By consistently validating SBOMs, software teams can transform third-party risk by providing supply chain visibility that generates several key benefits:
- Proactive vulnerability detection
- License compliance
- Continuous monitoring
- Vendor transparency
These capabilities illustrate why an SBOM matters more so in AI-generated code. AI introduces hidden, complex dependencies (models, data, generated snippets) that create unknowns that increase supply chain risk, legal and licensing ambiguity, and vulnerability surface area. All this requires a detailed SBOM to track provenance, bias, and ensure compliance and security.

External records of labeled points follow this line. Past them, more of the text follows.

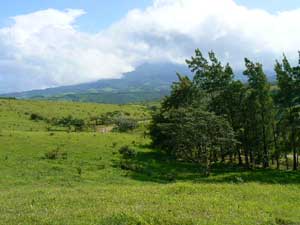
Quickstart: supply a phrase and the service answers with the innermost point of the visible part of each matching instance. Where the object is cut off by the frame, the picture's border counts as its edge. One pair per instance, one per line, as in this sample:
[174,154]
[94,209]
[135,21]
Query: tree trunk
[286,161]
[277,163]
[240,157]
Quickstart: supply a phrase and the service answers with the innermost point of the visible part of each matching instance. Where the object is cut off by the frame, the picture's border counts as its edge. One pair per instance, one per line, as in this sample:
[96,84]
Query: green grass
[89,187]
[15,114]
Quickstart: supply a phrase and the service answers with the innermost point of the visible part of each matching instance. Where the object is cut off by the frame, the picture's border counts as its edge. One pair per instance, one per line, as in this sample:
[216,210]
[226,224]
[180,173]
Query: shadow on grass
[150,166]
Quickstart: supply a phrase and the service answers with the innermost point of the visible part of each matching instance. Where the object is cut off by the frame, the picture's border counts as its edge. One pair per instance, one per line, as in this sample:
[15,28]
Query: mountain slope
[148,82]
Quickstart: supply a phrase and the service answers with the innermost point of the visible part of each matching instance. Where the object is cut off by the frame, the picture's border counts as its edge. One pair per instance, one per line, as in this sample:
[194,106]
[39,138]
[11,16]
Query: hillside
[62,177]
[147,83]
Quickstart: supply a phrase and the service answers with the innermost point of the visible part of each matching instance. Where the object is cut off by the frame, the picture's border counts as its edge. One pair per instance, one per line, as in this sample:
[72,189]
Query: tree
[185,129]
[288,100]
[260,107]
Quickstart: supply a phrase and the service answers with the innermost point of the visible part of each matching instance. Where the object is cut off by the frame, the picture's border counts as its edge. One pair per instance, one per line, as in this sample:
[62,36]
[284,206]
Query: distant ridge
[149,82]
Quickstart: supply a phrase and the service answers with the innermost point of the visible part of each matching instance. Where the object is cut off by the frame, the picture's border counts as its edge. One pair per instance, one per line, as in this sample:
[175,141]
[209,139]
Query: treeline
[214,117]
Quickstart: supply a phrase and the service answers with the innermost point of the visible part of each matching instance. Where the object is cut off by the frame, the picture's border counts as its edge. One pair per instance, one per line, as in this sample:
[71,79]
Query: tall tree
[260,106]
[288,99]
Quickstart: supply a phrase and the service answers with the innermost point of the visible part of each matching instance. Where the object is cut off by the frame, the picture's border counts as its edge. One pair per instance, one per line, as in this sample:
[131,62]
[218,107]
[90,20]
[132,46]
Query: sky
[62,42]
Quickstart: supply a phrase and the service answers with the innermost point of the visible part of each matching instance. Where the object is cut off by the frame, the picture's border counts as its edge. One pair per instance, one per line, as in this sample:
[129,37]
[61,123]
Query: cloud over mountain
[46,48]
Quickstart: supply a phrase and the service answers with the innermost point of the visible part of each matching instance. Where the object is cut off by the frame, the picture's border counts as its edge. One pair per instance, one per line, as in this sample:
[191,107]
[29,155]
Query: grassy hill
[59,177]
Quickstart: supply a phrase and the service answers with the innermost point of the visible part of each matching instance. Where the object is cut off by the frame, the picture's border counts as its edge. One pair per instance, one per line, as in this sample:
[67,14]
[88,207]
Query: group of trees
[214,117]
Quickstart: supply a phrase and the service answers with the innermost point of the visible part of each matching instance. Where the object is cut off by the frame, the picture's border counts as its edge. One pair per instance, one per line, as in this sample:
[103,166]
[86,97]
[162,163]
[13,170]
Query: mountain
[148,82]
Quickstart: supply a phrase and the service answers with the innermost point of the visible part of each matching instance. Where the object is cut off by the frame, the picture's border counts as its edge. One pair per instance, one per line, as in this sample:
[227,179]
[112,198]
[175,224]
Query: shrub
[125,124]
[127,152]
[55,154]
[36,117]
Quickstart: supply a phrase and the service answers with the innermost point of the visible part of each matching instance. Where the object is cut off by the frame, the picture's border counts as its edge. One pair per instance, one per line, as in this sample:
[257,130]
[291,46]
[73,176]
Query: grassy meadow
[90,183]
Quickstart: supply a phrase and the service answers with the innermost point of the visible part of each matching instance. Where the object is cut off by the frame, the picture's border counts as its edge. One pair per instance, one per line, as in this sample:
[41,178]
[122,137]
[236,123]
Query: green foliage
[125,124]
[127,152]
[89,187]
[55,154]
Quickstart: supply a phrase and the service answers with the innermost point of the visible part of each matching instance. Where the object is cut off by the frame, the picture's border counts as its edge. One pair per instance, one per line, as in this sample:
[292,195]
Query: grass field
[88,185]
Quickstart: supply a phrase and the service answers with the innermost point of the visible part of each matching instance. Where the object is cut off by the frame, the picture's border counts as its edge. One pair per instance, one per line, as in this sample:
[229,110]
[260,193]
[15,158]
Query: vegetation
[215,118]
[215,140]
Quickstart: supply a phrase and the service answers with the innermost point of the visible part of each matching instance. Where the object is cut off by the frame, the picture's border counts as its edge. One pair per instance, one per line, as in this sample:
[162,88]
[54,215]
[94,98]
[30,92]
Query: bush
[55,155]
[125,124]
[127,152]
[36,117]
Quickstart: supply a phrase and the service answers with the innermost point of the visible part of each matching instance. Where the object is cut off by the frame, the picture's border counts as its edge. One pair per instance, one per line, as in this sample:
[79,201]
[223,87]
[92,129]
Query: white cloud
[46,46]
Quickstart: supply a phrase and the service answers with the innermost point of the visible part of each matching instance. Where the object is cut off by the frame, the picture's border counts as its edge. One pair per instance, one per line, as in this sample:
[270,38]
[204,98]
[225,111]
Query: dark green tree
[288,100]
[260,115]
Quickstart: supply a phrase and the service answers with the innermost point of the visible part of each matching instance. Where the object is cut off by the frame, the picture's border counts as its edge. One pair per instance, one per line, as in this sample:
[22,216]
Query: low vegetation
[217,153]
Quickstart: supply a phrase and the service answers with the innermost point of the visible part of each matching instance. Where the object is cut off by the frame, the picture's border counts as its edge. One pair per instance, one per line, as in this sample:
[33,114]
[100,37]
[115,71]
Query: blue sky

Compliance Maturity as a Security Accelerator, Not a Burden
It is counterintuitive that more security controls lead to faster cyber risk remediation. While additional controls increase complexity and often slow down detection, they also provide more data and enforcement points. When optimized, controls can automate and expedite the response and recovery phases of remediation.
Finding the right balance between regulatory complexity and operational effectiveness lies in integrating compliance into daily operations through technology, unified GRC frameworks, and a strong AppSec culture. Using automation for monitoring, risk assessments, and cross-functional collaboration makes compliance inherent to efficient processes and creates synergy—where staying compliant drives better, more streamlined operations, ensures agility, and builds stakeholder trust.
Compliance frameworks can also tame AI risks by providing a structured, systematic methodology to identify, assess, mitigate, and monitor potential issues across the AI lifecycle. This ensures systems operate within legal, ethical, and secure boundaries and transforms management from a reactive, ad-hoc process to a proactive, continuous system of governance.
Rethinking Software Supply Chain Security in the AI World
AI-generated code introduces novel vulnerabilities and obfuscates traditional risk assessment methods. It also moves the source of potential flaws from human error and known outdated components to the AI model's training data. This demands new assumptions about software supply chain security.
To shift from reactive AppSec to proactive supply chain governance, software teams must gain deep visibility via SBOMs, embed security into CI/CDs pipeline with policy-as-code, automate risk assessment using context, and foster developer ownership. With these capabilities, software teams can focus on continuous monitoring and risk mitigation before code is deployed.
And as AI adoption accelerates, cybersecurity leaders must prioritize securing AI pipeline data and models by implementing robust AI governance and risk policies. Leaders should also adopt defensive AI tools, such as enhancing data security posture management and encryption—all while balancing risk management with innovation.